2 Die, 3 Lost but Girl, 9, Survives Capsizing of Pleasure Boat in Sea
A 9-year-old girl was rescued from the sea Monday after she spent more than a dozen terror-filled hours clinging to the wreckage of a pleasure boat that capsized 11 miles south of the Palos Verdes Peninsula.
The bodies of two women were found in the wreckage.
Two men and another child believed to have been on board the boat are still missing and were the object of a sea and air search, the U.S. Coast Guard said.
Coast Guard spokeswoman Debra Harbaugh said the partly submerged hull of the 28-foot power vessel DC II was spotted at 5:30 p.m. Monday by a commercial sportfishing boat, the First String, returning to San Pedro from Santa Catalina Island.
Paul Strasser, 23, skipper of the First String, said he saw the body of a young woman tangled in the wreckage--and noticed “something orange” floating nearby. “It was moving. It seemed to have someone in it,” he said. “Someone alive. . . . “
First Officer Mark Pisano went over the side to investigate, and found the 9-year-old survivor.
“She was just about worn out and I’m not sure she knew what was happening right then,” he said. “But she was still moving, still trying to swim toward the boat. She was great!”
Strasser said the girl, later identified as Desiree Rodriguez, was “in shock when we first got her on board.”
But when she had warmed up, she told Strasser that she had been asleep on board the DC II when another boat rammed it in darkness and thick fog late Sunday night or early Monday morning. He said the girl was not able to describe the other vessel, except to say that it was much larger than hers.
Coast Guard spokeswoman Harbaugh, however, said examination of visible parts of the wreckage indicated that no collision had occurred.
She said Coast Guard experts on the scene told her the boat had evidently been swamped and capsized by the following swell of a much larger vessel that passed in the darkness.

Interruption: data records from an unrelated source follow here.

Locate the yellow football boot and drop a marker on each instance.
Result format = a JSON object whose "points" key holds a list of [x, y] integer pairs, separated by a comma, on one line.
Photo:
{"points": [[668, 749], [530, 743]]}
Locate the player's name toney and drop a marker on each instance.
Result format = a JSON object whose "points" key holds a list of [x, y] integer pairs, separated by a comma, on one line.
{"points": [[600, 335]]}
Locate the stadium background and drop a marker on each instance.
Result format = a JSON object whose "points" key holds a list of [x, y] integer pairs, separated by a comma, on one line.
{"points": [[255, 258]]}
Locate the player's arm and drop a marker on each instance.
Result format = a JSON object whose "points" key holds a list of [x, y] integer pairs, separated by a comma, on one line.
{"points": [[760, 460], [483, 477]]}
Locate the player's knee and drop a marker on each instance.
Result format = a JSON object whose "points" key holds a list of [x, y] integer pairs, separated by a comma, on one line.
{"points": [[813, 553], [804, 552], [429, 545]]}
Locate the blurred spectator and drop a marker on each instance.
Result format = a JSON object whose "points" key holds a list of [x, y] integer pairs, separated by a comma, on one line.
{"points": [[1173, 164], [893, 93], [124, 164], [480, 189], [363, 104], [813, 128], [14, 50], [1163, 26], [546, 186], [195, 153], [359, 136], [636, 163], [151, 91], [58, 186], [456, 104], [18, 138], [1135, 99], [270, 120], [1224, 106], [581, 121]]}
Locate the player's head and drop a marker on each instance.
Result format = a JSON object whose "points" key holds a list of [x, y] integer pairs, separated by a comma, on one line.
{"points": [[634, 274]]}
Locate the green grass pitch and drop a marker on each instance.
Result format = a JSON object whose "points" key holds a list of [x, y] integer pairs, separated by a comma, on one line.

The crew of the First String administered first aid to the child and contacted the Coast Guard, which dispatched a helicopter, a cutter and a patrol boat to the scene to press the search. Los Angeles County lifeguards also sent a patrol boat to join the search. But by late Monday, no other survivors or bodies had been found.
The missing were identified as the girl’s father, Thomas Rodriguez, 30, his daughter, Tricia Rodriguez, 5, and a friend, Allen Wheeler.
The two women whose bodies were recovered and brought ashore by the Coast Guard were identified as Rodriguez’ wife, Petra Rodriguez, 27, and Corinne Wheeler, 28.
All the victims were believed to be from Riverside, the Coast Guard said.
The surviving child remained on board the First String, under observation by a Coast Guard paramedic who had been put aboard. The sportfishing boat took her to San Pedro, where she was turned over to Los Angeles Fire Department paramedics, who took her to San Pedro Peninsula Hospital.
Condition Is Stable
She was admitted to the hospital’s pediatric unit, where a spokesman said she appeared to be in stable condition.
Harbaugh said the child appeared to have suffered no major physical injury and was “in good spirits,” despite her long wait in the ocean. She said the girl seemed to have “a strong, resilient constitution.”
But First String passenger Mike Bailey of Hermosa Beach, who witnessed the rescue, thought there was more to it than physical condition:
“She was lucky,” he said, “that the captain had good eyes. Otherwise she wouldn’t have made it.”